Quando eu era jovem, havia uma publicação incrível chamada The Whole Earth Catalog (Catálogo de Toda a Terra), que era uma das bíblias da minha geração. Ela foi criada por um cara chaamdo Stewart Brand não muito longe daqui, em Menlo Park, e ele a trouxe à vida com seu toque poético. Isso foi no final dos anos sessenta, antes dos computadores pessoais e da editoração eletrônica, então tudo era feito com máquinas de escrever, tesouras e câmeras Polaroid. Era uma espécie de Google impresso, trinta e cinco anos antes do Google surgir. Era idealista, transbordando com ferramentas legais e grandes noções.

Stewart e sua equipe publicaram várias edições do The Whole Earth Catalog, e quando a obra tinha concluído sua missão, eles publicaram uma última edição. Era o meio dos anos 70 e eu tinha a idade de vocês. Na contracapa do último número havia uma foto de uma estrada no campo pela manhã, o tipo de estrada em que você se encontraria pedindo carona se fosse tão aventureiro. Abaixo estavam as palavras “Continue faminto, continue tolo.” Essa foi a mensagem de despedida deles quando deixaram o barco. “Continue faminto, continue tolo.” E eu sempre desejei isso para mim mesmo, e agora, que vocês se formaram para começar do zero, eu desejo isso para vocês.

Continuem famintos, continuem tolos.

Obrigado.

Comments


fátima

vc pode me dizer o que significa : continuem famintos, continuem tolos??? Nâo entendi.

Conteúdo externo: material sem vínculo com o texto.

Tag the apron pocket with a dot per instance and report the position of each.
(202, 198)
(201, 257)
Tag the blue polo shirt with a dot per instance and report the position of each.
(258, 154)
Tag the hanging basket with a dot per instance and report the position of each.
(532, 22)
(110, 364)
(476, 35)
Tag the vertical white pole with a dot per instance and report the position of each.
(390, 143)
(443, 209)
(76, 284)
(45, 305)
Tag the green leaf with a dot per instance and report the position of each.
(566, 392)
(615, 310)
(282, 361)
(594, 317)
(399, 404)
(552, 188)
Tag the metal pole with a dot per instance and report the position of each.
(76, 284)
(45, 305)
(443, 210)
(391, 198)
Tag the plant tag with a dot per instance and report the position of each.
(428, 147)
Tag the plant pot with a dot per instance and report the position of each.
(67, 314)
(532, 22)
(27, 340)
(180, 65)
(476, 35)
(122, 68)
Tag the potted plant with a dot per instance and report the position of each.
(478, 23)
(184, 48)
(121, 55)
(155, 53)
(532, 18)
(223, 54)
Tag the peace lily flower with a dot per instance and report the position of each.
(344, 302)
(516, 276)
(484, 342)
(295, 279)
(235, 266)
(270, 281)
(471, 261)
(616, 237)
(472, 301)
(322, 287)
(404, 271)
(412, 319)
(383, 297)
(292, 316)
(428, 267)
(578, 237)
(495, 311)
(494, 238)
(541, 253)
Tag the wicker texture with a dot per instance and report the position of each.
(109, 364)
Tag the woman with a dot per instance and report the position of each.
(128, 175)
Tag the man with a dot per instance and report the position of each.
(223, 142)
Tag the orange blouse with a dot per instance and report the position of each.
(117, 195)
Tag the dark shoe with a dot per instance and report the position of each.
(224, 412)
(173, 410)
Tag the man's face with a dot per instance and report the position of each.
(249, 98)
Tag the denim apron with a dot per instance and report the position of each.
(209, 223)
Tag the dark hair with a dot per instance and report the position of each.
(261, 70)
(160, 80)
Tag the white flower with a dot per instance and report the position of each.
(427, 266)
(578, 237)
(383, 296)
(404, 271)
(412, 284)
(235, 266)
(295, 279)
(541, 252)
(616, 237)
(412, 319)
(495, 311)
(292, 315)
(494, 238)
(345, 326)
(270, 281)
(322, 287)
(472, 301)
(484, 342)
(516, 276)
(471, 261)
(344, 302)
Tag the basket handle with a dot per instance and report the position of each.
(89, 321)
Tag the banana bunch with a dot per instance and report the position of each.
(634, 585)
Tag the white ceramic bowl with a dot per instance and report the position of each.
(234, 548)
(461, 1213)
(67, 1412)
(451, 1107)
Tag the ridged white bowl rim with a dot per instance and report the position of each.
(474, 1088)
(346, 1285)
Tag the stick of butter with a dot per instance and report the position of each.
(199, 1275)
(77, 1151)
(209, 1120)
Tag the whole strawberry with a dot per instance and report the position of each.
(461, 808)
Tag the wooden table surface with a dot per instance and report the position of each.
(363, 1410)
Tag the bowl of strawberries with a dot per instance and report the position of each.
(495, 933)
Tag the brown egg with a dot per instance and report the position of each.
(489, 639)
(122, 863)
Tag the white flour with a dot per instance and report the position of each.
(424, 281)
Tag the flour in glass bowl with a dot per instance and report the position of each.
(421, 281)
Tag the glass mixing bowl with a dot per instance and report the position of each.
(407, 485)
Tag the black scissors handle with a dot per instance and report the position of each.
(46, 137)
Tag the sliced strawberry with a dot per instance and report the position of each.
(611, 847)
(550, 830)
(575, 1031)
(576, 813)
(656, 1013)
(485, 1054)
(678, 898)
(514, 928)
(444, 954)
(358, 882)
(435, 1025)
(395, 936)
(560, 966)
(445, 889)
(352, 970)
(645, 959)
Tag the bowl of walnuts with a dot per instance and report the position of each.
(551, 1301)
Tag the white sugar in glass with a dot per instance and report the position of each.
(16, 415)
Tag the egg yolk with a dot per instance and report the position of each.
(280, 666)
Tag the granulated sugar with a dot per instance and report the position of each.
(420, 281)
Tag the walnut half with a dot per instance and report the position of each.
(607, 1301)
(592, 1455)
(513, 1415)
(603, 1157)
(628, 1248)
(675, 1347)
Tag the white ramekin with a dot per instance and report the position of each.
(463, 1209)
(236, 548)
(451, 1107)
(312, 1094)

Meu email mfdc36@uol.com.br



Maria Eddy

Inspirador ... É engraçado como certas coisas que parecem uma grande desgraça, nas mãos de uma pessoa criativa, vira um grande negócio.

Obrigada pela tradução!

Chester

De nada! E sem dúvida, transformar dificuldades em motivação é uma arte para poucos. Ainda estou chocado com o falecimento dele.